Depois de tudo isto, Pedro - que entrou no S. João consciente e conhecedor do que o esperava - deverá ficar "independente" no dia-a-dia. Para comer, beber, lavar-se, escrever...

Treze especialistas e nove enfermeiros debruçaram-se 18 horas em torno da sorte de Pedro, jovem ajudante de serralheiro da zona de Amarante.

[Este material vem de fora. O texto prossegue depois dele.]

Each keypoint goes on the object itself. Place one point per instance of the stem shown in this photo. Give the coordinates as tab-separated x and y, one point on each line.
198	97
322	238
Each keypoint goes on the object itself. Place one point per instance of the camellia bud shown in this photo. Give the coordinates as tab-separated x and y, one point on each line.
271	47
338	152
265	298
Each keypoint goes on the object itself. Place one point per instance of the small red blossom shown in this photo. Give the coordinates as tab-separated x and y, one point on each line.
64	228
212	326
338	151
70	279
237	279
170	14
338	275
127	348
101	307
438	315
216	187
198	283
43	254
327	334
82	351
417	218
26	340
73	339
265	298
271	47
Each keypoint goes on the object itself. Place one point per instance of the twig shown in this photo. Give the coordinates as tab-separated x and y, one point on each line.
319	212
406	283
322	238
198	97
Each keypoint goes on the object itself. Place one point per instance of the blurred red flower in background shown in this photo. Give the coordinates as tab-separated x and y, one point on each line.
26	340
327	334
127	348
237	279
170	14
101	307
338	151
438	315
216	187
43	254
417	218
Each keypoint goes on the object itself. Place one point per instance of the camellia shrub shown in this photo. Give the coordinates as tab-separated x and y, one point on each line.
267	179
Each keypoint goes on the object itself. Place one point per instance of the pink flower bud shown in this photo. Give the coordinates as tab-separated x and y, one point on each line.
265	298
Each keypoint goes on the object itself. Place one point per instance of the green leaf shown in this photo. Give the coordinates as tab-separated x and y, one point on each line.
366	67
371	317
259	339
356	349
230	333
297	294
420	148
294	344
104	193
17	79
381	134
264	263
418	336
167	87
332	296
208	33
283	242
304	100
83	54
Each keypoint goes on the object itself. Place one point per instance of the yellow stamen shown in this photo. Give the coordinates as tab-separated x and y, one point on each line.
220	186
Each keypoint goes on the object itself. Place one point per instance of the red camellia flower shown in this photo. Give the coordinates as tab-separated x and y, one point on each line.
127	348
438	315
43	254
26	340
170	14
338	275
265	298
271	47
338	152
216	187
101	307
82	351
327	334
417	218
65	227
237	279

Novidade por ser bilateral, a reimplantação não é, contudo, desconhecida das equipas envolvidas. A média, segundo o cirurgião plástico Álvaro Silva, é de duas reimplantações anuais no S. João. O único estudo sobre o Serviço de Cirurgia Plástica e Reconstrutiva recenseou 47 casos em 14 anos, com 55% de sucesso. Há dez anos, reimplantou ambas as pernas a um doente. A operação de Pedro, "sem tempos mortos", beneficiou da técnica de transporte dos membros amputados, conservados em frio durante a hora e meia que mediou entre o acidente e a intervenção. Pedro estava ontem bem disposto, saído de um período pós-operatório bem passado, parte dele na nova unidade de cuidados pós-anestésicos do Hospital S. João, criada para doentes requerendo cuidados especiais. Este caso era-o pelo simples facto de ter sido sujeito a uma intervenção de 18 horas. Resta agora contar com o trabalho psicológico para ajudar Pedro e a família a encarar um futuro diferente.